On peut ainsi se dire que c’est cette utilisation de l’appartenance communautaire pour asseoir sa domination dans des espaces qui, à première vue, sont fondés sur la reconnaissance de la diversité et de la compétence qui pose un problème dans la religion. Car si la société a maille à partir avec les questions de diversité, la religion a davantage maille à le faire. Cela vient démontrer que même dans cette quête de la foi en une divinité, les chefs religieux ne restent en réalité que des hommes.
Est-ce à dire que dans un contexte comme le nôtre, tribalisme et religion chemineront toujours ensemble ?
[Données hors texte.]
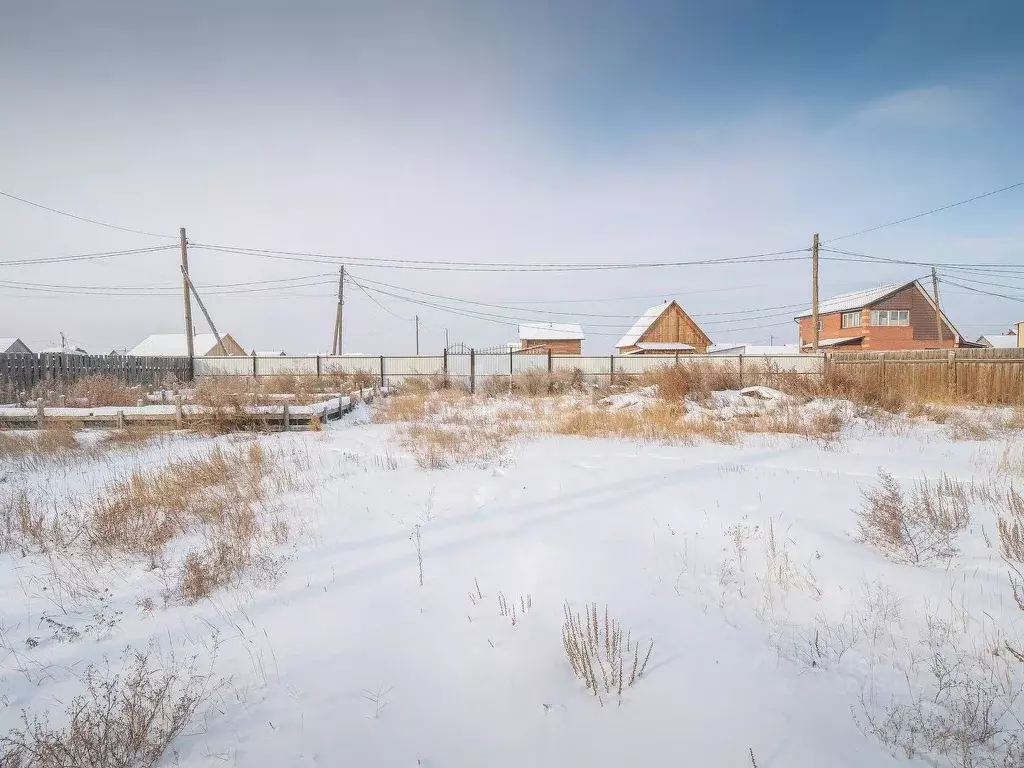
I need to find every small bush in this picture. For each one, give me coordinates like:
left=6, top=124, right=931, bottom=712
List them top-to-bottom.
left=856, top=469, right=971, bottom=565
left=562, top=602, right=654, bottom=696
left=0, top=651, right=211, bottom=768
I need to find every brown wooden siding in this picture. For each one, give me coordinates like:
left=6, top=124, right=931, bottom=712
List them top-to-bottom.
left=869, top=286, right=955, bottom=344
left=621, top=303, right=711, bottom=353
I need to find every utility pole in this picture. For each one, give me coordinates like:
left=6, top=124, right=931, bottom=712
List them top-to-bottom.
left=178, top=226, right=196, bottom=369
left=811, top=232, right=818, bottom=353
left=181, top=267, right=227, bottom=354
left=331, top=267, right=345, bottom=354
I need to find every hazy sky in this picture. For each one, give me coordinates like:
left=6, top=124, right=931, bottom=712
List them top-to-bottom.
left=0, top=0, right=1024, bottom=353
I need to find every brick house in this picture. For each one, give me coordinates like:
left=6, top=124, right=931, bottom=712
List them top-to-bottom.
left=796, top=280, right=965, bottom=352
left=615, top=299, right=711, bottom=354
left=519, top=323, right=584, bottom=354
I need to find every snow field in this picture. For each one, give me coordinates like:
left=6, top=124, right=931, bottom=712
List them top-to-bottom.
left=0, top=392, right=1024, bottom=768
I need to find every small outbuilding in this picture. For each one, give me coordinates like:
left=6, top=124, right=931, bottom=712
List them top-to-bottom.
left=615, top=299, right=711, bottom=354
left=519, top=323, right=584, bottom=354
left=128, top=334, right=249, bottom=357
left=0, top=338, right=32, bottom=354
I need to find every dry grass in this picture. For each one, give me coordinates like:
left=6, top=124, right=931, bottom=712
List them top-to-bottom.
left=640, top=361, right=740, bottom=402
left=68, top=376, right=146, bottom=408
left=552, top=401, right=736, bottom=445
left=0, top=426, right=79, bottom=460
left=856, top=469, right=971, bottom=565
left=562, top=602, right=654, bottom=703
left=0, top=650, right=212, bottom=768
Si on prend le cas du christianisme, on se rend compte qu’il a un message universel, qui donne une place à tout le monde dans une perspective horizontale, et pas dans des rapports de verticalité. On pourrait donc dire dans ce cas qu’il y aurait une incompatibilité entre la foi chrétienne et le tribalisme. Mais on se rend compte que les uns et les autres font leurs petits calculs et découvrent que tous les terrains de l’activité humaine sont propices à une quête d’hégémonie, qui passe aussi par la mobilisation de son appartenance identitaire.
On observe donc que dans le champ religieux comme dans le champ politique, il y a un certain nombre d’entrepreneurs identitaires qui ont pour ambition d’accéder aux ressources de domination qui existent, afin d’asseoir leur pouvoir. Cependant, ce dont on va se rendre compte c’est que très souvent on n’a pas des communautés qui sont véritablement liguées l’une contre l’autre, mais un certain nombre d’entrepreneurs qui appartenant à ces groupes tribaux, ont des projets à caractère individuel, et manipulent les consciences pour parvenir à leur but, quitte à remettre en question la coexistence pacifique entre différents groupes ethniques.
Aussi, il ne faut pas forcément voir derrière ce qui passe à l’EEC, une bataille entre les tribus, mais davantage une dynamique instrumentale de certains acteurs qui prennent leurs communautés en otage pour résoudre des problèmes à caractère nombriliste et individuel, renvoyant ainsi à ce que la foi peut rapporter. Beaucoup d’entrepreneurs ont transformé le champ religieux en un espace d’entrepreneuriat, sans que cela soit au bénéfice des communautés dont ils disent défendre les intérêts. Comment établir le distinguo entre de véritables religieux et ces « entrepreneurs » ?
S’il y avait eu un aménagement de la loi au Cameroun qui prévoit une certaine période pour observer comment fonctionnent les associations religieuses avant de leur délivrer des agréments, ça permettrait de distinguer le bon grain de l’ivraie. Mais on constate que non seulement elles sont légalisées à tout va, la connivence que certains leaders de ces obédiences entretiennent avec les autorités publiques, fait que lorsqu’on ferme un lieu de culte à 15h, il est rouvert à 16 h.